The heaviest elements in the universe, such as gold and platinum, are believed to have originated from the explosive deaths of massive stars, known as supernovae. These explosions release huge amounts of energy, which in turn creates the conditions necessary for the creation of heavier elements.
Yes, it is believed that the heaviest elements in our own galaxy, the Milky Way, were actually created in other galaxies. This is because supernovae explosions occur more frequently in younger galaxies, and these explosions are the main source of heavy elements.
Supernovae explosions release huge amounts of energy and material into space.
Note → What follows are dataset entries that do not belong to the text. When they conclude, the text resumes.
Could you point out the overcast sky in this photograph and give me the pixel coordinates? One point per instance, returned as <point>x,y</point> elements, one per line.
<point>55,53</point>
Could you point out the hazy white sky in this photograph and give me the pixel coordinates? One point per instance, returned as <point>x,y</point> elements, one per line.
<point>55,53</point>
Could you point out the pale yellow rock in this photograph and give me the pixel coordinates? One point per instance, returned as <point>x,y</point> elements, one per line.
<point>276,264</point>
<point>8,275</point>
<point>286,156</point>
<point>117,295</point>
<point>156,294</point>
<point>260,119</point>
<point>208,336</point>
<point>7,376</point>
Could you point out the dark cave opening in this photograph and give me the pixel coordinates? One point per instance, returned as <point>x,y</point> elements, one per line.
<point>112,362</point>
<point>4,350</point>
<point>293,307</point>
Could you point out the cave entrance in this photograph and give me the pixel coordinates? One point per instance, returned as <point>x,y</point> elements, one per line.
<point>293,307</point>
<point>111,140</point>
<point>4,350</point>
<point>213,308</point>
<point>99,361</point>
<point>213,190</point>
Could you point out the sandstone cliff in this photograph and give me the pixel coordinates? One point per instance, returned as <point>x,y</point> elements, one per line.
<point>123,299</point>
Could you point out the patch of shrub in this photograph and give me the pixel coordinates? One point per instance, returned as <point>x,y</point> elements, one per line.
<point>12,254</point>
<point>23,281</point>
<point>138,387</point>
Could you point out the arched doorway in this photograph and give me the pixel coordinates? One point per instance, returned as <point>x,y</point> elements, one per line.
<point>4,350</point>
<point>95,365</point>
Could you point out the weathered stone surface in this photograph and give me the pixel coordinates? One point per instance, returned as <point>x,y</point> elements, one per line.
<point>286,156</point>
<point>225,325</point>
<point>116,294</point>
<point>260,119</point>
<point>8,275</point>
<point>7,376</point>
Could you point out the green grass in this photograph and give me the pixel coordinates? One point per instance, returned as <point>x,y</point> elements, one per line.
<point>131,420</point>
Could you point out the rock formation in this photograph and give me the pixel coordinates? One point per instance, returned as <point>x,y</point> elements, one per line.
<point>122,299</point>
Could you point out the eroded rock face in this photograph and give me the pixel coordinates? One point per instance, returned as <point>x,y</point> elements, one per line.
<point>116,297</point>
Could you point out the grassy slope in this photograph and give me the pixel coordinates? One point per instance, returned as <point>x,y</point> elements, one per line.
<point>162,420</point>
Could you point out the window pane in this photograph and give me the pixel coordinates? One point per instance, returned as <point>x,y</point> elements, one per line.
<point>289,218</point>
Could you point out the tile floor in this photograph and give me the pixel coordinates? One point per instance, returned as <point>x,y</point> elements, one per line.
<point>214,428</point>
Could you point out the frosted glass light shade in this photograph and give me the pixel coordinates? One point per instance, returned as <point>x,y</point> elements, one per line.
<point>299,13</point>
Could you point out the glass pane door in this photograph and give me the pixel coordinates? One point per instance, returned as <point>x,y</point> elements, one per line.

This material, including the heavy elements, can then be scattered throughout the universe by various processes, such as galactic winds and collisions between galaxies.
While supernovae are the main source of heavy elements, they are not the only source. Neutron star mergers, when two dense neutron stars collide, can also produce heavy elements in the universe. This was recently confirmed by the detection of gravitational waves and electromagnetic radiation from a neutron star merger.
Scientists use various methods to determine the origin of elements in the universe. One way is to study the chemical composition of stars and galaxies, which can provide clues about the source of heavy elements. Additionally, observations of supernovae and neutron star mergers have provided evidence that these are the main sources of heavy elements in the universe.